Construction of pseudo-ternary phase diagrams

Pseudoternary phase plots were made by variable Smix ratios as 1:1, 2:1, 3:1, and 4:1 as shown in figs. 1–4. The shaded regions of phase plots display the areas of nanoemulsion, whereas the region that is non-shaded displays the area of emulsion.

Fig. 1: Pseudoternary phase diagram of peppermint oil, tween 80, ethanol and distilled water (Smix 1:1)

Fig. 2: Pseudoternary phase diagram of peppermint oil, tween 80, ethanol and distilled water (Smix 2:1)

Fig. 3: Pseudoternary phase diagram of peppermint oil, tween 80, ethanol and distilled water (Smix 3:1)

Fig. 4: Pseudoternary phase diagram of peppermint oil, tween 80, ethanol and distilled water (Smix 4:1)

Screening of carvedilol nanoemulsion formulations on the basis of thermodynamic stability studies [25]

The outcomes of the thermodynamic study, which is centrifugation, heating-cooling cycles and freeze-thaw cycles. The outcomes indicate that all the preparations had an excellent physical stability as shown infig.5. Depend on thermodynamic stability results and criteria exploited for the choice of various formulations from the phase diagrams, we select the eight formulas which are F4 (NE1), F6 (NE2), F10 (NE3), F12 (NE4), F16 (NE5), F18 (NE6), F22 (NE7), F24 (NE8) for characterization of globule size, PDI, zeta potential, pH, electrical conductivity, percent of light transmittance, viscosity and in vitro release study.

Photographic picture (A)


Photographic picture (B)


Photographic picture (C)

Fig. 5: Inferential photographic pictures (A), (B) and (C) where it represented the carvedilol nanoemulsion formulations of F1-F8, F9-F16 and F17-F24 respectively

Characterization of the prepared carvedilol nanoemulsion

Globulesize assay

The results globule size range was NE1 (50-70.6 nm); NE2 (25-31.5); NE3 (11.1-158 nm); NE4 (5-125 nm); NE5 (9.97-199 nm); NE6 (5-140 nm); NE7 (56.1-70.6) and NE8 (111-140) that have tween 80: ethanol (%w/w) concentrations 40, 50, 30, 40, 40, 50, 50, 60 respectively. All the preparations had droplets in the nano scale [26]. Analysis of variance indicated significant correlativity between globule size values and independent variables (%w/w of Smix) where (p<0.05).
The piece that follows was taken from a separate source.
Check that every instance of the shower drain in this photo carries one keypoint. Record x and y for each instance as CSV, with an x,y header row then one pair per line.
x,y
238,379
Polydispersity index (PDI) assay

PDI was from (0.007 to 0.135). The results of PDI indicated that nanoemulsion formulations had a high homogeneous and constrict size distribution.

Zeta potential assay

Zeta potential is an index of the nanoparticle dispersion stability. The results of the mean zeta potential scale (-10.45 to-22.56 mV) which indicate the stability of nanoemulsions. There should be a higher electrical charge on the NEs surface in order to preclude aggregation of the nanoemulsions in the solutions due to the strong resistance violence among particle. Zeta potential absolute values according to thumb rule are: the range-5 mV to+5 mV show fast aggregation, about 20 mV supply only short term stability, above 30 mV offers good stability and above 60 mV excellent stability[27]. The thumb rule can apply for perfect electric stabilization and stabilizers of small molecular weight, but not for large or great molecular weight surfactants such as tween 80 which is nonionic stabilizers that has a steric stability for conserving the NE stability [28].

Determination of pH

The carvedilol nanoemulsion formulations had suitable noticed pH value in the range of (7.04-7.25) that is better for oral administration

Electrical conductivity assay

The carvedilol nanoemulsions formulations had the average conductivity in the range of (0.16-0.30 ms/cm) that is shown o/w structure of nanoemulsions [29].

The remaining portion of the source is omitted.